HBK Sebut Alih Fungsi Lahan di Kota Mataram Tertinggi Mencapai 638,10 Hektar Per Tahun

“Sekarang saatnya kita untuk bergandengan tangan, agar pilot-pilot project Food Estate tersebut bisa diperluas di banyak daerah di NTB ini,” kata HBK.
Komitmen HBK tentang pentingnya menggalakkan program Food Estate ini, sejalan dengan pandangan Prof. Edi Santosa, Guru Besar Pertanian, alumnus University of Tokyo yang menegaskan, bahwa tingginya lahan pertanian di Indonesia yang berubah peruntukannya menjadi lahan non pertanian seperti infrastruktur jalan, pabrik, dan rumah tinggal, akan berpotensi menimbulkan krisis ketersediaan pangan di dalam negeri.
Namun, dengan kehadiran program Food Estate dari pemerintah, kekhawatiran akan krisis pangan tersebut diharapkan tak akan pernah terjadi.

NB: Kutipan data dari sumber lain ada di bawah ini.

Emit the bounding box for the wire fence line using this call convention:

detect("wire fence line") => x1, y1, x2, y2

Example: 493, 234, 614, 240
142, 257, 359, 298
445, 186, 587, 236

“Dengan adanya Food Estate ini, hingga (tahun) 2045 nanti, lahan (pertanian) yang bertambah bisa mencapai satu juta Ha” ujarnya.
Ditegaskan, Food Estate adalah cara khas dan inovasi baru pencapaian kemandirian, ketahanan, dan kedaulatan pangan bagi seluruh masyarakat di Indonesia. Agar Food Estate bisa berjalan sesuai rencana, maka kata Prof Edi, dibutuhkan konsistensi, teknologi, infrastruktur, mentalitas, dan sumber daya manusia yang memadai.
“Anak-anak muda dari daerah (tempat Food Estate diterapkan), bisa menjadi pioneer-pioneer untuk masa depan. Kita bisa membuat sekolah khusus, mungkin hanya enam bulan saja, untuk diajari soal Food Estate ini," katanya.
Di sisi lain, HBK berharap, program Food Estate akan tetap berjalan sesuai program yang sudah dicanangkan, terlepas dari apapun hasil Pemilu tahun 2024 nanti.
"Sebaiknya waktu berkompetisi dibatasi enam atau delapan bulan saja, setelahnya, semua pemangku kepentingan harus mampu bahu membahu, bekerjasama untuk meningkatkan kesejahteraan rakyat, yang salah satunya melalui program Food Estate ini," tutup HBK.